Ik houd het voor me en vraag er pas heel veel later mijn moeder naar. In het rood alom herkent zij het pension in Karlsbad, waar zij met mijn vader en mij de zomer van 1907 had doorgebracht. Voor de tweejarige hebben zij een kindermeisje uit Bulgarije meegenomen, zelf nog geen vijftien jaar oud. In alle vroegte gaat zij doorgaans met het kind op haar arm weg, zij spreekt alleen Bulgaars, maar vindt overal de weg in het drukke Karlsbad en is altijd stipt op tijd met het kind terug. Op een keer wordt zij met een onbekende jongeman op straat gezien, zij weet niets over hem te vertellen, een toevallige ontmoeting.

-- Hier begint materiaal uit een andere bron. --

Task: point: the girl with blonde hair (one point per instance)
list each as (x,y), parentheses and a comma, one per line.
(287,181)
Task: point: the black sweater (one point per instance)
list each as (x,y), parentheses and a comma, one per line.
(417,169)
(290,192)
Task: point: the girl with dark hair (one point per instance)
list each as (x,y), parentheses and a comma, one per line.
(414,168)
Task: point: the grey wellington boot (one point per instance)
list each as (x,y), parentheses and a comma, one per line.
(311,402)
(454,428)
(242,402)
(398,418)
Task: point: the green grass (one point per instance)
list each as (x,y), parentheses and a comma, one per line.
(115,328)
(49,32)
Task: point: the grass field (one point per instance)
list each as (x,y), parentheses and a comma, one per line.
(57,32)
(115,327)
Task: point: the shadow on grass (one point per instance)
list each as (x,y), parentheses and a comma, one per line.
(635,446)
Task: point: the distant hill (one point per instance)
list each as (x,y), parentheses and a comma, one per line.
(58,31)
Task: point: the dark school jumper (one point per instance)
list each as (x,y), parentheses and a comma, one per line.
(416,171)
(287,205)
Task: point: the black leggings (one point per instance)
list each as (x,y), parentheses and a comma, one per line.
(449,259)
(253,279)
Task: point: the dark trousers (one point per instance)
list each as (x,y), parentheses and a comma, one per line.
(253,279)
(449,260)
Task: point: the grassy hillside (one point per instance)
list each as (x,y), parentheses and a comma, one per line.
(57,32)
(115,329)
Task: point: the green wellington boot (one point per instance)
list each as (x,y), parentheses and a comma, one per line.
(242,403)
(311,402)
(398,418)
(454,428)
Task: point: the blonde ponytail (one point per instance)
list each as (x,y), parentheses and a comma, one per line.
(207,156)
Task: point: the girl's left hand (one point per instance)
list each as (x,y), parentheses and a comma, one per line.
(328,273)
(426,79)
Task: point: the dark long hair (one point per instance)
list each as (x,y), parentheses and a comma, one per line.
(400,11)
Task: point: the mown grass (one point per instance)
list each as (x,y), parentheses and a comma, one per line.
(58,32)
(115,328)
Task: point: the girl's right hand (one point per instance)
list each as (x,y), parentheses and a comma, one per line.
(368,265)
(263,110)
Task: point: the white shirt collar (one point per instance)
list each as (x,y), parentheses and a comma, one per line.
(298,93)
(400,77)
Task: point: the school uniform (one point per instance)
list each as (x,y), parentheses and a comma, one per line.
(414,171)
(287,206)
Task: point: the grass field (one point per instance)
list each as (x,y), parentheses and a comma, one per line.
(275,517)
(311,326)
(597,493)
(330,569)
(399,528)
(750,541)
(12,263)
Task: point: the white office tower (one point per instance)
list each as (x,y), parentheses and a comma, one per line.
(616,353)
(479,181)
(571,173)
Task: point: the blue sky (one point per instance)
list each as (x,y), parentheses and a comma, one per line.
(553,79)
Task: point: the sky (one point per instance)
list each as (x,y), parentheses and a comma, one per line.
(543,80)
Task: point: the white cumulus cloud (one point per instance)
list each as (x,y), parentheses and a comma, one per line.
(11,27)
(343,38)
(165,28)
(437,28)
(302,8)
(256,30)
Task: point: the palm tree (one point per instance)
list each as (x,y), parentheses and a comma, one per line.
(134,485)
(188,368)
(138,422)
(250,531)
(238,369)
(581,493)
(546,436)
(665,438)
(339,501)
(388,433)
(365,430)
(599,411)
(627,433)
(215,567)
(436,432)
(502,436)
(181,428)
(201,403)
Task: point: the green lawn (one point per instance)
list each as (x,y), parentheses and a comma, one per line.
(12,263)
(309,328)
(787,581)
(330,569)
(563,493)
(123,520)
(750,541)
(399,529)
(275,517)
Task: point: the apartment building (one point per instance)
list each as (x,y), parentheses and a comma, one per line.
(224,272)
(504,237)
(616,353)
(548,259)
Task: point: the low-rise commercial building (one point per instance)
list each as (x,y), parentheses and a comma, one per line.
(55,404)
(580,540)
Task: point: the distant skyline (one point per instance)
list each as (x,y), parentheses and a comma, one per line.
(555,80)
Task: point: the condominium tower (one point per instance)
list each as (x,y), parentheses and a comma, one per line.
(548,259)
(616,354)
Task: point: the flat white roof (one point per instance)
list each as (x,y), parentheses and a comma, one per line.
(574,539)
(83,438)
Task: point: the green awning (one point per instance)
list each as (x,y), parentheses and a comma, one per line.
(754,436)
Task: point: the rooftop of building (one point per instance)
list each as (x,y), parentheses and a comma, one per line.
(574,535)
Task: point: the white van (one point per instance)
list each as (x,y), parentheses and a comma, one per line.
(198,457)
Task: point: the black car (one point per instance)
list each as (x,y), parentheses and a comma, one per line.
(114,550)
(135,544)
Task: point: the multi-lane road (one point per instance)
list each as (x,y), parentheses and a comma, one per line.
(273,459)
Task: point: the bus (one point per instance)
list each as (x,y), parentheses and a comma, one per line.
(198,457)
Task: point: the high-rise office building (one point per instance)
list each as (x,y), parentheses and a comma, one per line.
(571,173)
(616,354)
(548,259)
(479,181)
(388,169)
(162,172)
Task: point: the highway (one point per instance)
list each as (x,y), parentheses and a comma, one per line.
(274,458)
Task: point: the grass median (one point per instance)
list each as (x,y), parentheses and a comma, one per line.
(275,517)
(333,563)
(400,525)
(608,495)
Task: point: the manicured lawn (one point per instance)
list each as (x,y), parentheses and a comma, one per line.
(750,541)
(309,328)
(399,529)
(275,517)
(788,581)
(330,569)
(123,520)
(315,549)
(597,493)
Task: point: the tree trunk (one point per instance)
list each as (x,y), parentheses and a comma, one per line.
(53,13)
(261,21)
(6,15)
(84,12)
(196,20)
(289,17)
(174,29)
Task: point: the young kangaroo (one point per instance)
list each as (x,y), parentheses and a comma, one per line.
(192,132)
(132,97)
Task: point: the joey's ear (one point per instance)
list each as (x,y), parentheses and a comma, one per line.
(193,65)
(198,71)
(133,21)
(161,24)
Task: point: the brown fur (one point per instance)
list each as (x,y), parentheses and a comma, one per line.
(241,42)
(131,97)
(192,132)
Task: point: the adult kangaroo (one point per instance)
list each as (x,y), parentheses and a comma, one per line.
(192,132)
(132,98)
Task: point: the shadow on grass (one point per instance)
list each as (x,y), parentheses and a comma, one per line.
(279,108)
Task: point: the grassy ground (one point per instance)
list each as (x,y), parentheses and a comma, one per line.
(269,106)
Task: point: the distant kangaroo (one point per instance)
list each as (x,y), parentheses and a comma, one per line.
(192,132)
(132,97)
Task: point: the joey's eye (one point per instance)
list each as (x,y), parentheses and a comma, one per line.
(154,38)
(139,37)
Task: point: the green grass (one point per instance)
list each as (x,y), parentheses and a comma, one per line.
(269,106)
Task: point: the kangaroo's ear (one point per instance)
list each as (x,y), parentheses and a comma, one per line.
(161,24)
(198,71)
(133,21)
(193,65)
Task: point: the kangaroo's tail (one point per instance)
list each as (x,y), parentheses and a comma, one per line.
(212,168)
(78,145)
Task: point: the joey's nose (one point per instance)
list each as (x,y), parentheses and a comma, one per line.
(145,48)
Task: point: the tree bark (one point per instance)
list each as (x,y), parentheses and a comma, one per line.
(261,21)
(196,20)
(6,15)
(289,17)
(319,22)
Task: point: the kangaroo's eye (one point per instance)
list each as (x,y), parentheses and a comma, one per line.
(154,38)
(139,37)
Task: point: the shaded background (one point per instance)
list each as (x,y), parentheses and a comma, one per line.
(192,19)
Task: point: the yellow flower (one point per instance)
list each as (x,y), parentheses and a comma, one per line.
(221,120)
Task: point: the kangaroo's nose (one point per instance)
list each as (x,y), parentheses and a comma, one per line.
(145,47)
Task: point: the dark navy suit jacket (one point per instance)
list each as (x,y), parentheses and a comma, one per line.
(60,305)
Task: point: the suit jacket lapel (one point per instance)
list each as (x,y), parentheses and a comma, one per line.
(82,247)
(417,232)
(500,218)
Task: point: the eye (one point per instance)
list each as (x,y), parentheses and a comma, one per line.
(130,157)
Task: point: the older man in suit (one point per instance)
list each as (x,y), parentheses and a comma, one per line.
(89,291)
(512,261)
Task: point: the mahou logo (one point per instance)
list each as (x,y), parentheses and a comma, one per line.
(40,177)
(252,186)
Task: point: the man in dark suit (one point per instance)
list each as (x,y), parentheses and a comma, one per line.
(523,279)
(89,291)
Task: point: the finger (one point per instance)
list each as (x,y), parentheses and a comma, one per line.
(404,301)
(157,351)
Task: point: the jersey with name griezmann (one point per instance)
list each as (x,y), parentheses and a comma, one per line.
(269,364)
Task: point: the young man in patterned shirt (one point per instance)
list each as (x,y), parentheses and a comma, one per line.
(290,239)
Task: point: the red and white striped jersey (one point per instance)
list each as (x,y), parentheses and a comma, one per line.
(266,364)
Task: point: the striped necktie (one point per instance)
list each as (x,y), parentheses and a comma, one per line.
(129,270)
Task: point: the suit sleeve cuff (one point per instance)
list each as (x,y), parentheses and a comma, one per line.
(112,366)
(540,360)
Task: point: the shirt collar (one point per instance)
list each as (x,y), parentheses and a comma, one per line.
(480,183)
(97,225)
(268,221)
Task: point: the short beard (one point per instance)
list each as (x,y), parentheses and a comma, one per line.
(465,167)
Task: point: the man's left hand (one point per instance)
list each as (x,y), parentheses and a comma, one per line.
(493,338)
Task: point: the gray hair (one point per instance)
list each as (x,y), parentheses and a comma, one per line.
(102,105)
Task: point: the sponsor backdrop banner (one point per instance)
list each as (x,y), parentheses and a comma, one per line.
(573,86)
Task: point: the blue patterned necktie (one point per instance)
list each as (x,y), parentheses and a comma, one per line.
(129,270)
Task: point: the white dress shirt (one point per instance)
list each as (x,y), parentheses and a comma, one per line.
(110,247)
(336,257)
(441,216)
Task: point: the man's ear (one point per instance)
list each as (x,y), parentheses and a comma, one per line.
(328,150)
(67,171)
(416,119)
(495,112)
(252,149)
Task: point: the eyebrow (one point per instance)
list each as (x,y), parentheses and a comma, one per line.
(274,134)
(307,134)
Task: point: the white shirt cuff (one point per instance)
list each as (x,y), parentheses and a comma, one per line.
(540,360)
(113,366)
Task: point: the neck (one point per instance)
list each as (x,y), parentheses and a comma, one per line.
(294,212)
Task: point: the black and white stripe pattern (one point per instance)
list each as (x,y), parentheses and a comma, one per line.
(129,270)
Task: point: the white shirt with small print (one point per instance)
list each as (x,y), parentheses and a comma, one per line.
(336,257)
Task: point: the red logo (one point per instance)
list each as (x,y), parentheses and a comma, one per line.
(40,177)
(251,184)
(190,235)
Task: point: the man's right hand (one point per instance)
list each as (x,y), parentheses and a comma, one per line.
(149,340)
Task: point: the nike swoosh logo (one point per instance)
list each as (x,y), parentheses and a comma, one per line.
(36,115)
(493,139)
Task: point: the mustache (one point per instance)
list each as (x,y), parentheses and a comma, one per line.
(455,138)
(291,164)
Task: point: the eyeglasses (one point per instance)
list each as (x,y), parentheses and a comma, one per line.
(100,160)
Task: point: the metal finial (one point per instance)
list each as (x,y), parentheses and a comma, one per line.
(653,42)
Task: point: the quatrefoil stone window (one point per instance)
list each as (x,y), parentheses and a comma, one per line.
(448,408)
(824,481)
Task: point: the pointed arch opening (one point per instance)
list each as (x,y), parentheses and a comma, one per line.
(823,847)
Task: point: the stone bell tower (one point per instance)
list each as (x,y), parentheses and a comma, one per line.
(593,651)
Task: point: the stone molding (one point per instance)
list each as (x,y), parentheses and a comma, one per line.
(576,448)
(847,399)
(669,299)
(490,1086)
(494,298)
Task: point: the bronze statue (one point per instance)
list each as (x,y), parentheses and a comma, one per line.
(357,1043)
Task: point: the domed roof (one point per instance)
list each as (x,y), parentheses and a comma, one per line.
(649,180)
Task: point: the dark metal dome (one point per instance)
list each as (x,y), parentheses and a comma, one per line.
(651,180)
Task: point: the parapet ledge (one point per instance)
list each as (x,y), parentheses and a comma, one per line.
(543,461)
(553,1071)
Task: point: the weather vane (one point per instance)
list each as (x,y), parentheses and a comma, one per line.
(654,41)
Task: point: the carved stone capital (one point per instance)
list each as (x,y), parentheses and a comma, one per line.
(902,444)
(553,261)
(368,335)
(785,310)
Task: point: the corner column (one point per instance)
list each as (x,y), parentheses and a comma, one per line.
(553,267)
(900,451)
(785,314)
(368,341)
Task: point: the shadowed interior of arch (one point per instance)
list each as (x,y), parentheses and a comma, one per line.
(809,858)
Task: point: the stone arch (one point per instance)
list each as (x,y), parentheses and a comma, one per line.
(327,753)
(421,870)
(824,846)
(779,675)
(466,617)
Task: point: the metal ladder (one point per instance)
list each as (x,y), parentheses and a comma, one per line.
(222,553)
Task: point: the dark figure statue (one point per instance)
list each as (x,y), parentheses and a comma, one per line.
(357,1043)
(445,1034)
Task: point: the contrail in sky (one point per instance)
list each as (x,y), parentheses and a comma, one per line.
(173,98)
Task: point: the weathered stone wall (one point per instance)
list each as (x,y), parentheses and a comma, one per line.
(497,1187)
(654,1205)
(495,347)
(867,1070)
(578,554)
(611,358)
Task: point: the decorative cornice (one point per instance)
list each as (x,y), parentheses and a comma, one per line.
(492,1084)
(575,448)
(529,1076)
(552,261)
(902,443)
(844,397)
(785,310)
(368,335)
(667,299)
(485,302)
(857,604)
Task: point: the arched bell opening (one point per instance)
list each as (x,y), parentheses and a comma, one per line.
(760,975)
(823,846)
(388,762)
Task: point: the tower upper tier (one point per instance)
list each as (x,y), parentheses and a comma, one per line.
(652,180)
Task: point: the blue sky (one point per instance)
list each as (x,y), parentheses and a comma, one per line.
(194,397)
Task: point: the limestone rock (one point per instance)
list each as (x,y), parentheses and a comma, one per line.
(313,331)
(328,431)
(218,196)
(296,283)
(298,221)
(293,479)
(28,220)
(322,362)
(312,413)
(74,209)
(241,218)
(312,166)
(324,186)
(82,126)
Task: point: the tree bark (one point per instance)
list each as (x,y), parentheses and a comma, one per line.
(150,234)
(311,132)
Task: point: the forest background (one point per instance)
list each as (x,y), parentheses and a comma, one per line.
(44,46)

Na enkele weken blijkt dat de jongeman in de kamer precies tegenover ons woont, aan de andere kant van de gang. Het meisje steekt ’s nachts soms snel naar hem over. Mijn ouders voelen zich voor haar verantwoordelijk en sturen haar direct naar Bulgarije terug.
Het meisje en de jongeman gingen beiden heel vroeg van huis, op die manier moeten zij elkaar voor het eerst hebben ontmoet, zo moet het zijn begonnen. De bedreiging met het mes heeft de beoogde uitwerking gehad, het kind heeft er tien jaar over gezwegen.
De tong is behouden gebleven. Op naar ‘De Fakkel in het Oor’ dus, deel 2 van deze autobiografie van een wonderbaarlijk schrijver.